AMY GOODMAN: Just ending with Barbara Ferguson. What are you calling for right now in the death of your brother?
BARBARA FERGUSON: At this point, my family, meaning myself and my parents, we are not doing any legal action. My nephew is doing that. He, I believe, and Paul, you can verify this, because you probably have more information. They are trying to settle a suit, I believe, with Prison Health Services. But what we really, really want is that, to go along with Paul, to help these people be aware.
PAUL VON ZEILBAUER: This, I mean, as Dr.
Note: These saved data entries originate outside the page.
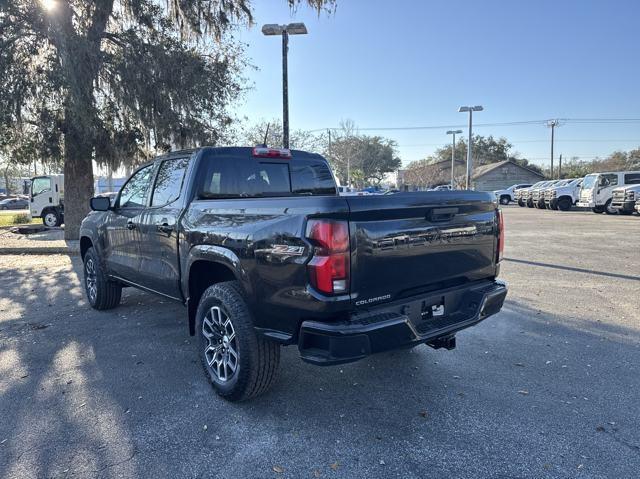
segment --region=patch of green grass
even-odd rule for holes
[[[40,218],[30,219],[27,213],[18,213],[15,215],[1,215],[0,216],[0,226],[11,226],[11,225],[24,225],[24,224],[33,224],[40,223],[42,220]]]

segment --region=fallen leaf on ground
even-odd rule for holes
[[[604,427],[602,427],[602,426],[598,426],[598,427],[596,427],[596,431],[604,432],[604,431],[606,431],[606,429]]]
[[[282,474],[284,472],[284,467],[280,466],[273,466],[271,469],[273,469],[273,472],[277,472],[278,474]]]
[[[338,461],[336,461],[336,462],[334,462],[333,464],[330,464],[330,465],[329,465],[329,467],[330,467],[331,469],[333,469],[334,471],[337,471],[337,470],[338,470],[338,466],[339,466],[339,465],[340,465],[340,464],[338,464]]]
[[[429,415],[427,411],[420,411],[418,414],[420,414],[420,416],[422,417],[427,417]]]
[[[521,389],[520,391],[518,391],[518,394],[522,394],[523,396],[526,396],[527,394],[529,394],[529,391],[527,391],[526,389]]]

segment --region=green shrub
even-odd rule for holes
[[[12,223],[14,225],[22,225],[24,223],[31,223],[31,216],[28,213],[20,213],[19,215],[13,215]]]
Cohen mentioned, it’s just — you know when you go into jails and prisons, it’s by almost necessity, but certainly, there is not a lot of sunlight shed on these institutions.
AMY GOODMAN: Well, thank you for doing some of that with your series, "Harsh Medicine." I want to thank you, Paul von Zeilbauer for joining us, reporter for The New York Times, wrote the series in the paper.
PAUL VON ZEILBAUER: Sure.
AMY GOODMAN: Dr. Robert Cohen, federal court-appointed doctor, who monitors health care in prisons and jails, and Barbara Ferguson, sister of Brian Tetrault, who is the prisoner with Parkinson’s who, denied proper medical care, died behind bars.